Over the course of his 30-year career, writer-director John Sayles has come to be counted on as one of the most humanist, politically engaged voices in American cinema. In recent years, with such films as "Lone Star," "Limbo" and "Sunshine State," he also has become something of a regionalist, limning vivid portraits of the country's subcultures and their indigenous habits and habitats. Those movies have often been wonderful, which makes "Honeydripper," in which Sayles visits an American South drenched in myth, romance and stagy sentimentalism, such a disappointment.

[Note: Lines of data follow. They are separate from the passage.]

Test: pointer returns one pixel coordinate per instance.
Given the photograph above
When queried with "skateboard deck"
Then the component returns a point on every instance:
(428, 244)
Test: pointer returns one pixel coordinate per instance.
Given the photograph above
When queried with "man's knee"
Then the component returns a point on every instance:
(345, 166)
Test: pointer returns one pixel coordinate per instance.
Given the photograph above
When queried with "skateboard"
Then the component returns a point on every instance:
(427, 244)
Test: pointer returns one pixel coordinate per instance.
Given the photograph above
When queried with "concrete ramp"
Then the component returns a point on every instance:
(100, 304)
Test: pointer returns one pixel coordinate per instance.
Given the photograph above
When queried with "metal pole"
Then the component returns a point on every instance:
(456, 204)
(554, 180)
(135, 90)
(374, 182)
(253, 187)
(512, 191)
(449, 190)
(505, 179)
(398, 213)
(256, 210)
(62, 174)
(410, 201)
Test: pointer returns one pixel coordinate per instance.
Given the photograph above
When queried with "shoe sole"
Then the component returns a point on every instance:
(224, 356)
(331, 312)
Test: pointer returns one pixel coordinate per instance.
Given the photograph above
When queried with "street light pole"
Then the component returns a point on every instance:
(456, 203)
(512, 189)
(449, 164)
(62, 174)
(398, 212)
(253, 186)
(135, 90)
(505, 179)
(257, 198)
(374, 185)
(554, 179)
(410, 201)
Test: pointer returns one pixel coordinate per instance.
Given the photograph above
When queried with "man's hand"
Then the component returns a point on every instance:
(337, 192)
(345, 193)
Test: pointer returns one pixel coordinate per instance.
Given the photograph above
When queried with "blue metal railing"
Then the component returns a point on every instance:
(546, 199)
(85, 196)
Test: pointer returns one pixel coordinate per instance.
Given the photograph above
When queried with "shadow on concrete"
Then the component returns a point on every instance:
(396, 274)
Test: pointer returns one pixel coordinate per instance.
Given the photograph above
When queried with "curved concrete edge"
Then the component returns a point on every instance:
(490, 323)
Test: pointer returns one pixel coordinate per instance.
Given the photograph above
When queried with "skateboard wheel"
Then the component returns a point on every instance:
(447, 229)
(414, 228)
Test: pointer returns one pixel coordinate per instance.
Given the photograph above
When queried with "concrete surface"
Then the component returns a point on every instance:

Which is not to say it isn't ennobled by good intentions. "Honeydripper" opens in rural Alabama in 1950 where, in this fictional story, rock-and-roll is born. Danny Glover plays Tyrone "Pinetop" Purvis, who runs a ramshackle roadhouse on the edge of town and who, for contrived reasons, won't allow guitars in the club. When a young wanderer mysteriously appears on the scene brandishing that very instrument -- electrified, no less -- Tyrone must decide if the kid and his newfangled contraption might just save the juke joint.

There's absolutely no questioning Sayles's passion and integrity when it comes to such subjects as race, history and music. It's just that, in the belabored universe of "Honeydripper," that's what they are: subjects. With names like China Doll, Maceo and Possum, the people in Sayles's story aren't characters as much as billboards, many of whom hew to some of literature and cinema's hoariest racial stereotypes, from a sexually voracious Jezebel, played by Davenia McFadden, to the Magical Negro in the form of an oracular blind guitarist played by Keb' Mo'. ("Honeydripper" features a fabulous cast, including Lisa Gay Hamilton, Yaya DaCosta and Charles S. Dutton.)

Preachiness has always been a weakness of Sayles's, and here it gets the best of him, as he shoehorns everything from the history of Pullman porters to the integration of the Armed Services into his painfully expository dialogue. Put simply, it's hard to believe a word of "Honeydripper." There's not a spark of spontaneity or soul about it; you can practically hear "Cut!" after every scene.

Trudging earnestly under a mantle of impeccable ideals and a fussy, too-quaint-by-half production design, "Honeydripper" lags and drags to an utterly predictable end. Gary Clark Jr., the Austin guitar whiz who makes an impressive debut as the teenage ax man in "Honeydripper," finally takes the stage in what should be an electrifying, exhilarating climax. But by the time he finally plays, it's too little, too late.

Honeydripper (123 minutes, at Phoenix Theatres Union Station) is rated PG-13 for brief violence and some suggestive material.